DG-Net icon indicating copy to clipboard operation
DG-Net copied to clipboard

multi-gpu training

Open tau-yihouxiang opened this issue 5 years ago • 13 comments

I checked that torch.nn.DataParallel has been used. I wonder why multi-gpu model won't work. Thanks in advance.

tau-yihouxiang avatar Jul 11 '19 01:07 tau-yihouxiang

trainer is a high-level container.

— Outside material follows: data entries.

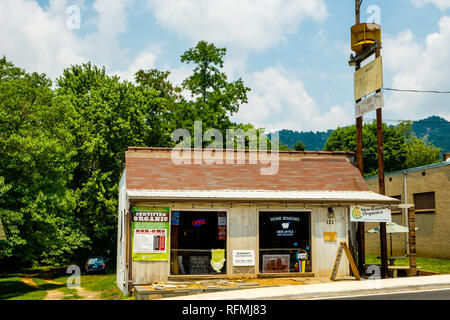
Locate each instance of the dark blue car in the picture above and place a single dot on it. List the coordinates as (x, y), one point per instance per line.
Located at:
(96, 265)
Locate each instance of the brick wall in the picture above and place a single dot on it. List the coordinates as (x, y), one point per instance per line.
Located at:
(433, 235)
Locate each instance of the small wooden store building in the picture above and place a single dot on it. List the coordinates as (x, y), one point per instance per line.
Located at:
(227, 219)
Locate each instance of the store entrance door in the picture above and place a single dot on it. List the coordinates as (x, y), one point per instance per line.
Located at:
(198, 244)
(284, 242)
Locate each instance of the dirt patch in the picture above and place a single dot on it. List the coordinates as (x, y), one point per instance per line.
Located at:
(30, 282)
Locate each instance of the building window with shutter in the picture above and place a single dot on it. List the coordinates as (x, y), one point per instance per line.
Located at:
(424, 202)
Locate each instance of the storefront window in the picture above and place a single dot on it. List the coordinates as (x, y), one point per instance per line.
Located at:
(198, 242)
(284, 242)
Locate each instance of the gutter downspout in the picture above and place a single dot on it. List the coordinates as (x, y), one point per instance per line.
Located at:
(405, 211)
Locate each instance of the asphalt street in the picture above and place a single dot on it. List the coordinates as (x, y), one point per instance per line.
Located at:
(439, 294)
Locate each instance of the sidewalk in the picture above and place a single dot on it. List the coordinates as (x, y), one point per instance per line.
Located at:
(334, 289)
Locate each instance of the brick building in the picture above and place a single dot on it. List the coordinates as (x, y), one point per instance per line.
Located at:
(215, 218)
(427, 187)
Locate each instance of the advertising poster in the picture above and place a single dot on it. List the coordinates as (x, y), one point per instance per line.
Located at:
(217, 259)
(150, 233)
(243, 258)
(276, 263)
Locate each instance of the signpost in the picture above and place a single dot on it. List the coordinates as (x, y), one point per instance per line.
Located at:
(370, 214)
(366, 41)
(370, 104)
(243, 258)
(368, 79)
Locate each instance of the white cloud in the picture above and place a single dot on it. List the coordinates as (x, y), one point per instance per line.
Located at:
(441, 4)
(419, 66)
(38, 39)
(250, 24)
(278, 100)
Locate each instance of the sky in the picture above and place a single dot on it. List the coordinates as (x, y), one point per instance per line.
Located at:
(293, 54)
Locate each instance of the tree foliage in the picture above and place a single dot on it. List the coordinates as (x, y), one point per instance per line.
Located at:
(36, 203)
(402, 149)
(299, 146)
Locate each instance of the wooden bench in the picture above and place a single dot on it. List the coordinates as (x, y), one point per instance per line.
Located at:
(396, 268)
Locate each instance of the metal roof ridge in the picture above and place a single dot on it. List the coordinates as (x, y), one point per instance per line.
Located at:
(168, 149)
(429, 166)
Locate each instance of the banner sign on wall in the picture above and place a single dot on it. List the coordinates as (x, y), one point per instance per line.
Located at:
(243, 258)
(150, 228)
(370, 214)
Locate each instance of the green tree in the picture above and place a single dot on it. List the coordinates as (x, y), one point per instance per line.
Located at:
(109, 116)
(215, 98)
(36, 204)
(402, 149)
(299, 146)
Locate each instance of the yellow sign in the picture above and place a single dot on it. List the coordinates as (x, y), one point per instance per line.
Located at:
(217, 259)
(368, 79)
(330, 236)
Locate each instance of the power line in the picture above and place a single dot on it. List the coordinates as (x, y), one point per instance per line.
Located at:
(415, 91)
(401, 120)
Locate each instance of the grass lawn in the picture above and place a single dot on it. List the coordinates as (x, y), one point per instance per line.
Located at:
(12, 286)
(441, 266)
(104, 284)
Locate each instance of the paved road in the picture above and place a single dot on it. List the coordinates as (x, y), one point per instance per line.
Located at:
(441, 294)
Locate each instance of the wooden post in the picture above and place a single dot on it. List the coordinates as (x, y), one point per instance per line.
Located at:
(412, 242)
(129, 251)
(381, 183)
(360, 236)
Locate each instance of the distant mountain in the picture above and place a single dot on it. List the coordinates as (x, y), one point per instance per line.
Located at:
(434, 129)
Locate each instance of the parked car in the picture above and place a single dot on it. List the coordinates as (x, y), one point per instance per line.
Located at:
(96, 264)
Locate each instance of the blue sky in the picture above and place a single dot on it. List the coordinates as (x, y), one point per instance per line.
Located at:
(292, 53)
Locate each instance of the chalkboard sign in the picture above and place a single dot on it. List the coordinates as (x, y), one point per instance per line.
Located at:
(199, 264)
(343, 247)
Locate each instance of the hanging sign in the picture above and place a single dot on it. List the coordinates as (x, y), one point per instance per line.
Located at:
(243, 258)
(370, 104)
(368, 79)
(150, 228)
(370, 214)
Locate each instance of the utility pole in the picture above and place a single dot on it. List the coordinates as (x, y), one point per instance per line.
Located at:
(381, 183)
(366, 41)
(359, 162)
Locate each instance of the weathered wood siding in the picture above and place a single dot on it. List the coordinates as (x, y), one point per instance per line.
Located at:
(242, 233)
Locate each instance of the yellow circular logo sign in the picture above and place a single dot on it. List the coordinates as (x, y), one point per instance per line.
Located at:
(356, 213)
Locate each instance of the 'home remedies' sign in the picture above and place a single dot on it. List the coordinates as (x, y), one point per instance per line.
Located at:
(150, 228)
(370, 214)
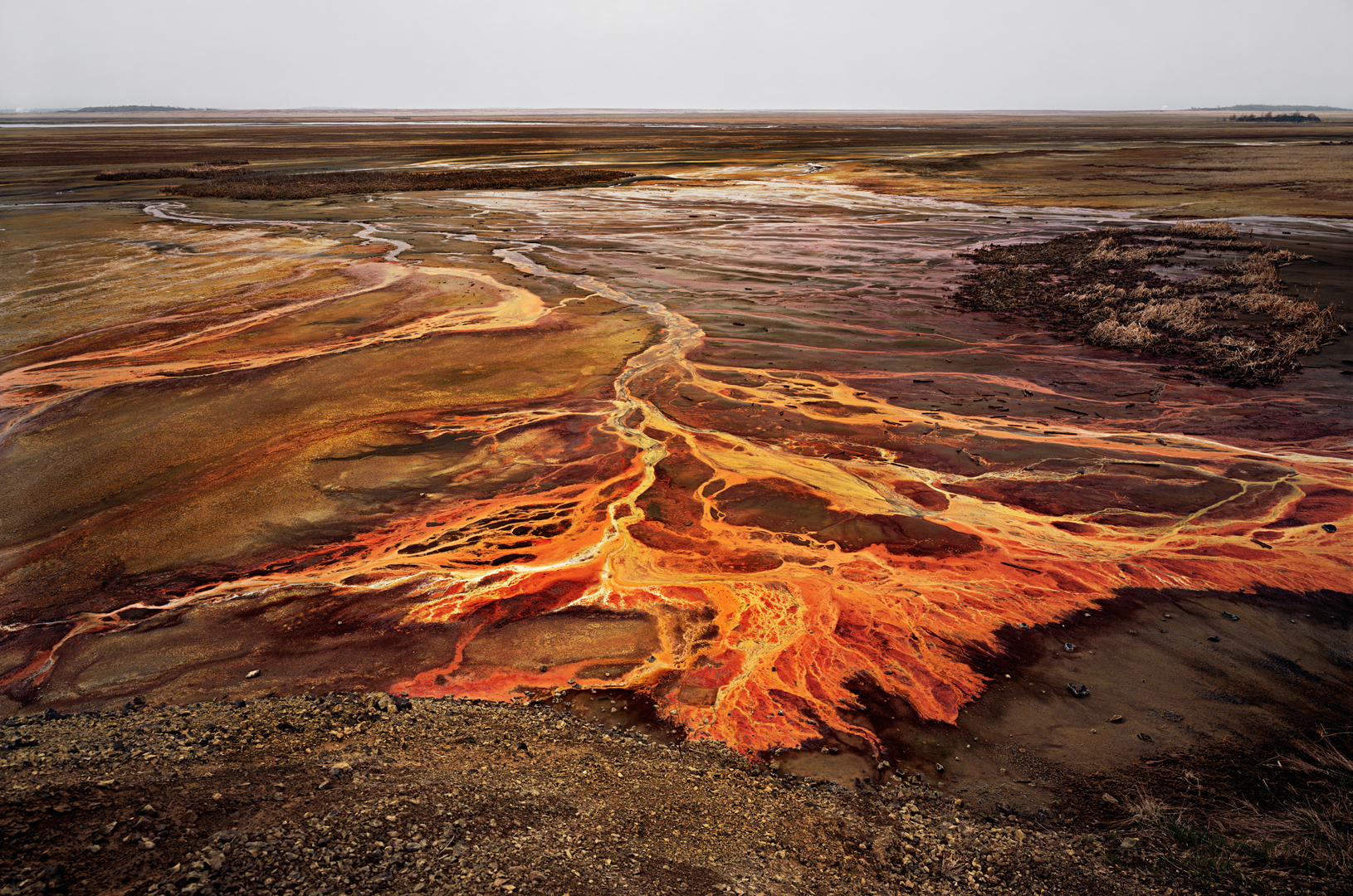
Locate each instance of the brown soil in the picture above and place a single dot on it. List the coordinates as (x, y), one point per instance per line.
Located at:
(339, 795)
(208, 464)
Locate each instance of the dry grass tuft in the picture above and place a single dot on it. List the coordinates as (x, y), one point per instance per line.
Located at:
(1312, 831)
(1233, 324)
(1204, 230)
(201, 171)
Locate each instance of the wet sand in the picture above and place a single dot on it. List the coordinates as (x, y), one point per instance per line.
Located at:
(719, 440)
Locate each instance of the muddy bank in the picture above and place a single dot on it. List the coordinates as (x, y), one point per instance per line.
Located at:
(344, 794)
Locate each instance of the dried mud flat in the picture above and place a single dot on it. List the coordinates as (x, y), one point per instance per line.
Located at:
(337, 794)
(713, 446)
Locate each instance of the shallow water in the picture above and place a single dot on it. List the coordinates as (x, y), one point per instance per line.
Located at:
(724, 445)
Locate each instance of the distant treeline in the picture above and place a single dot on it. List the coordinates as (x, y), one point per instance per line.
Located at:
(141, 109)
(1260, 107)
(311, 184)
(1269, 116)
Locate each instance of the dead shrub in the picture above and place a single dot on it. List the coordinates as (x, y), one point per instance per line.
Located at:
(1233, 322)
(1204, 230)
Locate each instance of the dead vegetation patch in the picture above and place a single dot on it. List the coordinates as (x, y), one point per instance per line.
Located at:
(1305, 826)
(1234, 322)
(199, 171)
(314, 184)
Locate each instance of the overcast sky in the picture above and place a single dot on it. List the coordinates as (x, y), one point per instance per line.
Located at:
(738, 54)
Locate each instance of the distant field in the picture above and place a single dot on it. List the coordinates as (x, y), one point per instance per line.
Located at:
(311, 184)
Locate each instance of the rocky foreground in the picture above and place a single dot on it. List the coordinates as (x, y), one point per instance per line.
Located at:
(382, 795)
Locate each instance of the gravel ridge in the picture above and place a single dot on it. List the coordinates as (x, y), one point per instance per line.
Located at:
(374, 794)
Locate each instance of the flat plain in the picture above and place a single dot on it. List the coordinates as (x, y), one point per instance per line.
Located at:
(696, 436)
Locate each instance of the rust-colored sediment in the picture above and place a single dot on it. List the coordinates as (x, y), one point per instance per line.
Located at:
(745, 492)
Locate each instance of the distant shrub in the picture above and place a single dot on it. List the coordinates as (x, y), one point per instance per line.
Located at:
(1234, 322)
(202, 171)
(1297, 118)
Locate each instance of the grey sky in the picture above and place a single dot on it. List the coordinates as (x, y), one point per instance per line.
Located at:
(900, 54)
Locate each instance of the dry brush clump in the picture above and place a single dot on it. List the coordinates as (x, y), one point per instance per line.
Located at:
(199, 171)
(1307, 826)
(314, 184)
(1107, 288)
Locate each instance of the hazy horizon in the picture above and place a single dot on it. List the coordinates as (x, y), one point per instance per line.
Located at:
(701, 54)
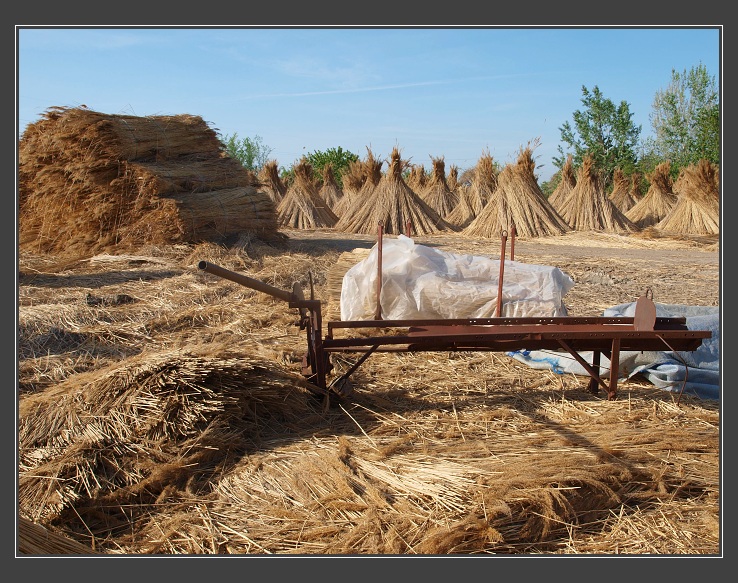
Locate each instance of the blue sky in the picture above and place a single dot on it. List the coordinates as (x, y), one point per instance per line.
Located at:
(454, 93)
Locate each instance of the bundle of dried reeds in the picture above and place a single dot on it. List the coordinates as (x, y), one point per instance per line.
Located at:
(697, 209)
(437, 193)
(302, 207)
(518, 201)
(393, 203)
(658, 200)
(587, 207)
(622, 192)
(463, 213)
(329, 191)
(453, 177)
(474, 191)
(92, 182)
(417, 178)
(271, 182)
(353, 179)
(565, 185)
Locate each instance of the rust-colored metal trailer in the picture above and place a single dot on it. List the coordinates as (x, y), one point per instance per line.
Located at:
(599, 335)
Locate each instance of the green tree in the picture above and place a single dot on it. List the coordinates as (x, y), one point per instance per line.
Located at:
(251, 152)
(338, 157)
(605, 131)
(686, 120)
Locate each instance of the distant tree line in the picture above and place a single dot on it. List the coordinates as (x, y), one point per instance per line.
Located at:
(685, 120)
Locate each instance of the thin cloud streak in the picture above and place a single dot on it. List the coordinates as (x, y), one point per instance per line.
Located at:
(382, 87)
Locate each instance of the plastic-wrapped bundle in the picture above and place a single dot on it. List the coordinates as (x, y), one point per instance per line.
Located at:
(420, 282)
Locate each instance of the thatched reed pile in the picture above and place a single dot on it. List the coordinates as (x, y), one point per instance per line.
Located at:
(482, 182)
(622, 195)
(565, 186)
(437, 192)
(329, 191)
(91, 182)
(453, 177)
(588, 208)
(271, 182)
(517, 200)
(302, 207)
(697, 209)
(658, 200)
(393, 203)
(353, 179)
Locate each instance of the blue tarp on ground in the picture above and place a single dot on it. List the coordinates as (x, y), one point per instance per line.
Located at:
(667, 370)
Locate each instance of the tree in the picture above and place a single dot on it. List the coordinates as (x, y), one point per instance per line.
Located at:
(686, 120)
(604, 131)
(251, 152)
(338, 157)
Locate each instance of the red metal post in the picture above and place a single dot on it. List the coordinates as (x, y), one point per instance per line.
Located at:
(378, 311)
(513, 232)
(498, 312)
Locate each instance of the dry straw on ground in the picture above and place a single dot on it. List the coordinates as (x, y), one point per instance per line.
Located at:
(187, 429)
(519, 201)
(162, 410)
(658, 200)
(587, 207)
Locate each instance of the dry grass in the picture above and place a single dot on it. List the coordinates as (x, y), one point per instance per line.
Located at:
(176, 421)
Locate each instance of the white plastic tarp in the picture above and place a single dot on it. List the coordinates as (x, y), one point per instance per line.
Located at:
(667, 370)
(420, 282)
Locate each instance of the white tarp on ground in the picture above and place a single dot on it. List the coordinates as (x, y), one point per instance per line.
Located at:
(420, 282)
(667, 370)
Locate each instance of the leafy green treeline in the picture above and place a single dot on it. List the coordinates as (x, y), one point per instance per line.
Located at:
(685, 120)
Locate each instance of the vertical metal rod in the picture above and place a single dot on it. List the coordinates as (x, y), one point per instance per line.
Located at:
(614, 369)
(378, 311)
(513, 232)
(498, 311)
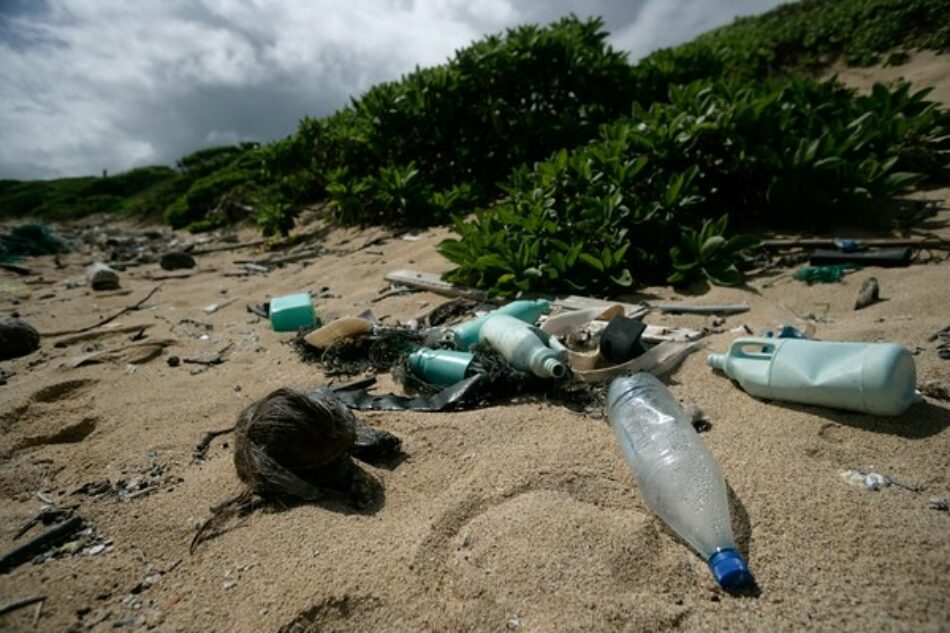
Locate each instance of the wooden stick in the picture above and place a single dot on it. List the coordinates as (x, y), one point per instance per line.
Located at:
(115, 316)
(38, 545)
(685, 308)
(229, 247)
(19, 604)
(919, 242)
(13, 268)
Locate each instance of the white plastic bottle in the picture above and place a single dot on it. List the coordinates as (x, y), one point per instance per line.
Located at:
(678, 476)
(525, 346)
(878, 378)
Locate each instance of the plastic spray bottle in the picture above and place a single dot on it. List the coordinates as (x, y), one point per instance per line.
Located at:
(878, 378)
(525, 346)
(678, 477)
(466, 334)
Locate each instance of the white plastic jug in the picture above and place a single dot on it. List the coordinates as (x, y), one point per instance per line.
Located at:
(878, 378)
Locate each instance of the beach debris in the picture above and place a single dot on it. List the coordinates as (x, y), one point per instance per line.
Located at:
(290, 313)
(943, 342)
(824, 274)
(933, 389)
(13, 268)
(176, 260)
(217, 359)
(40, 544)
(466, 334)
(678, 477)
(869, 293)
(786, 331)
(134, 354)
(28, 240)
(685, 308)
(101, 277)
(941, 505)
(17, 338)
(658, 360)
(214, 307)
(135, 306)
(883, 257)
(16, 605)
(201, 449)
(621, 339)
(295, 445)
(821, 373)
(526, 347)
(344, 328)
(440, 366)
(49, 515)
(873, 481)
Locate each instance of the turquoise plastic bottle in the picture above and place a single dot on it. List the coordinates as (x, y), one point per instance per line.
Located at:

We need to specify the leaf models in trainer.

if num_gpu>1:
    #trainer.teacher_model = torch.nn.DataParallel(trainer.teacher_model, gpu_ids)
    trainer.id_a = torch.nn.DataParallel(trainer.id_a, gpu_ids)
    trainer.gen_a.enc_content = torch.nn.DataParallel(trainer.gen_a.enc_content, gpu_ids)
    trainer.gen_a.mlp_w1 = torch.nn.DataParallel(trainer.gen_a.mlp_w1, gpu_ids)
    trainer.gen_a.mlp_w2 = torch.nn.DataParallel(trainer.gen_a.mlp_w2, gpu_ids)
    trainer.gen_a.mlp_w3 = torch.nn.DataParallel(trainer.gen_a.mlp_w3, gpu_ids)
    trainer.gen_a.mlp_w4 = torch.nn.DataParallel(trainer.gen_a.mlp_w4, gpu_ids)
    trainer.gen_a.mlp_b1 = torch.nn.DataParallel(trainer.gen_a.mlp_b1, gpu_ids)
    trainer.gen_a.mlp_b2 = torch.nn.DataParallel(trainer.gen_a.mlp_b2, gpu_ids)
    trainer.gen_a.mlp_b3 = torch.nn.DataParallel(trainer.gen_a.mlp_b3, gpu_ids)
    trainer.gen_a.mlp_b4 = torch.nn.DataParallel(trainer.gen_a.mlp_b4, gpu_ids)
    for dis_model in trainer.dis_a.cnns:
        dis_model = torch.nn.DataParallel(dis_model, gpu_ids)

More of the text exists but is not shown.